Cloud with Confidence: Infrastructure abstraction for always-on applications in Microsoft Azure
We’ve all heard the promises of cloud- and hybrid cloud-based IT infrastructures—agility, availability, and flexibility—pretty much the whole gamut of positive “—ility’s!” And most of them aren’t far off—properly deployed, a hybrid cloud infrastructure can:
- Provide flexibility in the location of data—you can determine data placement specific to your company’s security and governance requirements while leveraging lower-cost cloud tiers for less sensitive data;
- Ensure elastic resources—handle spikes in demand via the scalable, infrastructure-as-a-services (IaaS) model allowing pay-per-use for on-demand storage and compute services;
- Promote portability of data, applications and services to organizations that need worldwide deployment of their infrastructure;
- Deliver disaster recovery, backup, and archiving services by leveraging a public cloud with cost-effective storage options for long-term retention of archived data.
Of course, the key words here are “properly deployed.” If only it were that easy!

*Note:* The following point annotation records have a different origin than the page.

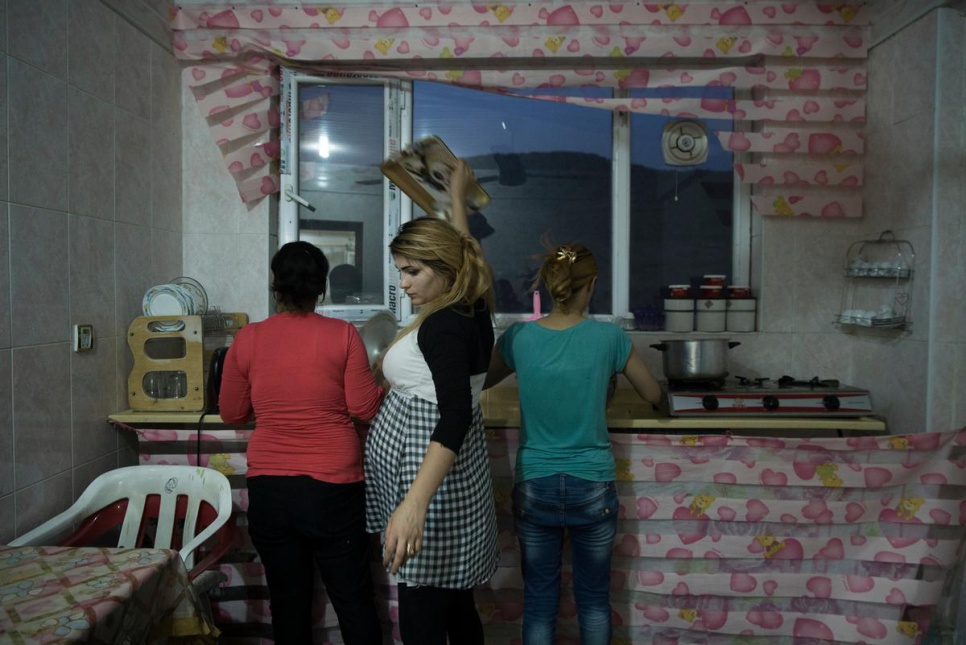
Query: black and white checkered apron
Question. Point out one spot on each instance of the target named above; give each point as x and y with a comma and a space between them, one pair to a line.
459, 548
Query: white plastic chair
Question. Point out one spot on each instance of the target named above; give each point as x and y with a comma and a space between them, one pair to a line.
191, 505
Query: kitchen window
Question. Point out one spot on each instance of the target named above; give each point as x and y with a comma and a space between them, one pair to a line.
554, 171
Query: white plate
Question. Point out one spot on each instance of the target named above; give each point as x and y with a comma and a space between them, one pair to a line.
165, 300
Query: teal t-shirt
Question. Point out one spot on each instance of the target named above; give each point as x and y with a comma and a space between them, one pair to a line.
563, 377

There are a whole lot of reasons why we can’t simply wave a magic wand and suddenly our infrastructure is blossoming with hybrid cloud goodies. Among those reasons are the complexity, cost, and the planning it takes to get started.
But there is help! First of all, choose the right cloud vendor; Microsoft Azure is an excellent choice as part of a hybrid cloud strategy. Not only does Azure offer a range of hybrid cloud connectivity solutions, it also provides an integrated Microsoft environment and a large choice of Microsoft and third-party deployment tools.
Secondly (and we’re partial to this), employ a software-defined framework that abstracts critical applications from their underlying infrastructure. Abstraction enables enterprise-grade business continuity, performance optimization, and orchestration and agility across all platforms—physical, virtual and cloud. We’re talking about Veritas InfoScale—software that’s used by thousands of IT organizations for availability and application deployment across any OS, Hypervisor, HCI platform or cloud provider (Figure 1).
How does abstraction help in hybrid cloud deployments?
Abstraction makes applications independent of underlying hardware and system software, eliminating application dependency on operating environments or even physical platforms—allowing applications and data to move freely from physical to virtual to cloud-based platforms. That freedom of movement opens up capabilities like application-aware high availability, application-specific performance improvements, and smoothing the introduction of new technologies into your infrastructure. It’s also effective in situations like cloud bursting, because application and data migration is much more efficient.
Abstracting applications from their underlying infrastructure also increases the breadth of applications that can be supported. InfoScale provides a common platform for availability, optimization and data migration of mission-critical workloads in public and private clouds (including Azure), and across all major enterprise applications, including SAP, SAP HANA, Microsoft SQL Server, TIBCO, Oracle, Informatica, and SAS. Within these applications, customers gain the flexibility to optimize RPO/RTO based on cost and control requirements and to more easily integrate new use cases into their application portfolio.
For now, let’s focus on application-aware availability, and especially as it relates to Microsoft Azure.
Always-on applications in Microsoft Azure
It’s important to note that InfoScale considers availability as much more than just “well, yes the application seems to be running.” With InfoScale, there are three considerations: (1) ensuring individual applications are in fact running (think of this as a light bulb being on or off); (2) that the backend datasets supporting these apps are not only resilient but performant (think of this as the bulb is bright enough); and (3) breathing room for infrastructure decisions such that leveraging new technologies are not a hinderance to business success (sometimes you will have to change a light bulb “on the fly”).
But IT services are no longer standalone applications running on single servers—which are dramatically easier to make highly available. Today, multitier business services make up most of an IT organization’s critical services. Different components of the business service can be running on different tiers of infrastructure—across operating systems, on-premises data centers or in public, private, or hybrid cloud environments. A failure at any tier can bring down the entire business service.
The availability services in InfoScale comprise a finite-state machine that monitors all the components in an entire business service (components are defined by the administrator and are grouped into “service groups”). Monitoring goes well beyond “is it on or off?” including “is it performing well enough?” and “is the underlying DBMS working correctly?” If any component in a service group changes state, InfoScale automatically orchestrates the connection to other computing resources—on-premises, across sites, or across cloud providers—to reinstate the application and at the proper performance level. This is not just start and stop sequences but also includes data replication, database synchronization and disaster recovery failover (Figure 2).
Summary
A hybrid cloud strategy is a great way to reduce costs and increase flexibility—and getting there doesn’t have to be the biggest project since digging the Panama Canal. With Azure and InfoScale, you get cost-effective platform independence with consistent high availability, disaster recovery, and performance. InfoScale can orchestrate the availability of multiple, multi-vendor, multi-tier applications across physical, virtual and cloud-based platforms.